The Privileges by Jonathan Dee
The writing in this novel was very good: smart, witty, revelatory. The early chapters which depict a boozy wedding weekend and a mother getting through an endless day with her young children had me excited and optimistic about the reading journey I was heading on. Even the husband’s lack of integrity when it came to making money indicated promise toward an interesting story, but the problem was that aside from the skilled writing and early chapters there wasn’t much else there – the plot was thin and the characters didn’t evolve in a meaningful way, and the track the author chose for the ending was just strange and unsatisfactory. No reason this novel couldn’t have delivered the full package, and the fact that it didn’t was a big disappointment.
About The Privileges
Smart, socially gifted, and chronically impatient, Adam and Cynthia Morey are so perfect for each other that united they become a kind of fortress against the world. In their hurry to start a new life, they marry young and have two children before Cynthia reaches the age of twenty-five. Adam is a rising star in the world of private equity and becomes his boss’s protégé. With a beautiful home in the upper-class precincts of Manhattan, gorgeous children, and plenty of money, they are, by any reasonable standard, successful.

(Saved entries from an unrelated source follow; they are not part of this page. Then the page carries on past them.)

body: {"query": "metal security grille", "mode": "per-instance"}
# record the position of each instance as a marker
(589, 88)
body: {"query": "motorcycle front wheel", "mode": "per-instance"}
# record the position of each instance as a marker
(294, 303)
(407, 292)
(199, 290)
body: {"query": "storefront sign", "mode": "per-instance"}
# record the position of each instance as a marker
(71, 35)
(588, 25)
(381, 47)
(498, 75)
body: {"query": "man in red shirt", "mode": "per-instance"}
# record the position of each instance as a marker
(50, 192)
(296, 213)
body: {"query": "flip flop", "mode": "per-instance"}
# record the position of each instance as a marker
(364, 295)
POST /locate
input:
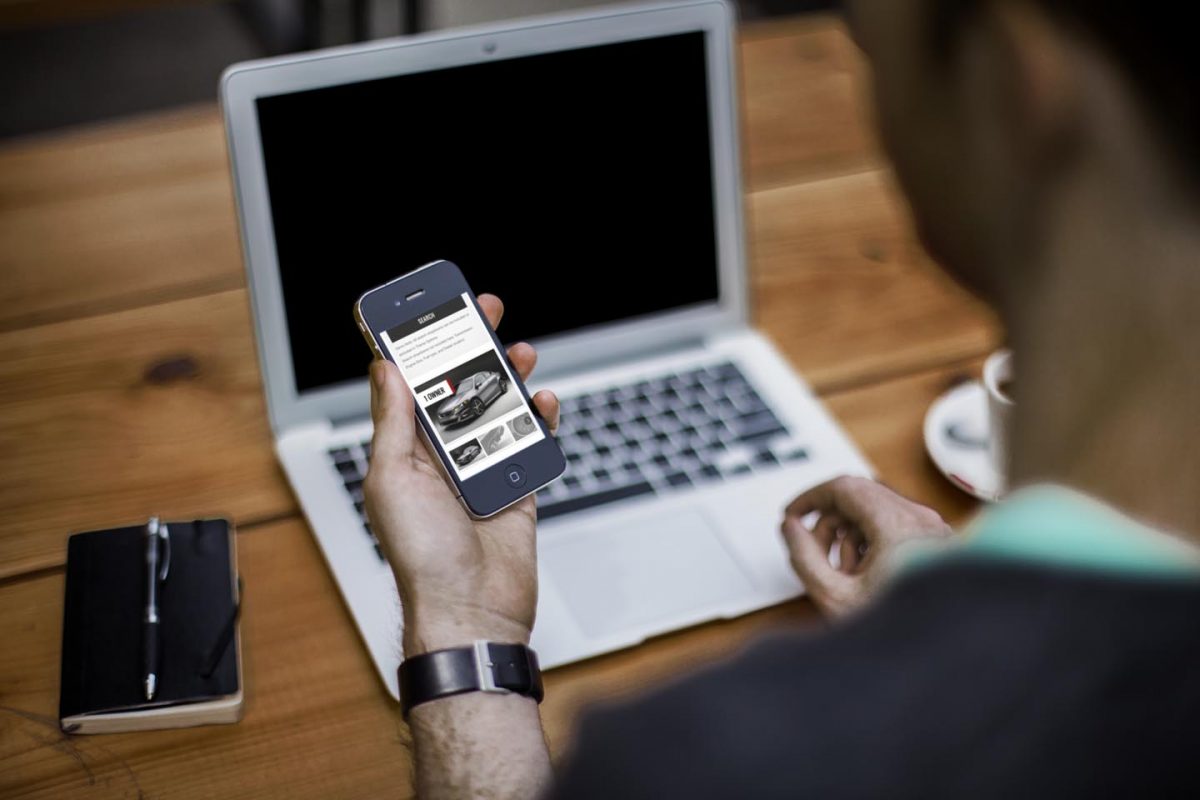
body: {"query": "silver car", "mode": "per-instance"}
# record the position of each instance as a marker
(474, 395)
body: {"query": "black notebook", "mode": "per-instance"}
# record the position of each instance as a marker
(199, 661)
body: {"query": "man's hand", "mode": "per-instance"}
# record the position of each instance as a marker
(460, 578)
(864, 521)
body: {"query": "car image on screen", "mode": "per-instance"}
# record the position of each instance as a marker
(472, 398)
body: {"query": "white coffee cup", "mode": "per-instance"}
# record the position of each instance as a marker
(997, 374)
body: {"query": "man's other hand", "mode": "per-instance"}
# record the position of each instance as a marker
(862, 522)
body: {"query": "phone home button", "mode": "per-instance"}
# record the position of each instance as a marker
(515, 475)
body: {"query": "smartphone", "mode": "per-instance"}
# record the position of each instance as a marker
(472, 408)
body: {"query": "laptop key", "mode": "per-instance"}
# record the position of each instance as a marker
(592, 500)
(678, 479)
(765, 457)
(754, 427)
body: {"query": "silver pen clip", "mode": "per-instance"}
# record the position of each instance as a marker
(165, 535)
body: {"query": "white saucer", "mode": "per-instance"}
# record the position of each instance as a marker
(957, 439)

But the Moreys’ standards are not the same as other people’s. The future in which they have always believed for themselves and their children—a life of almost boundless privilege, in which any desire can be acted upon and any ambition made real—is still out there, but it is not arriving fast enough to suit them. As Cynthia, at home with the kids day after identical day, begins to drift, Adam is confronted with a choice that will test how much he is willing to risk to ensure his family’s happiness and to recapture the sense that the only acceptable life is one of infinite possibility.
The Privileges is an odyssey of a couple touched by fortune, changed by time, and guided above all else by their epic love for each other. Lyrical, provocative, and brilliantly imagined, this is a timely meditation on wealth, family, and what it means to leave the world richer than you found it.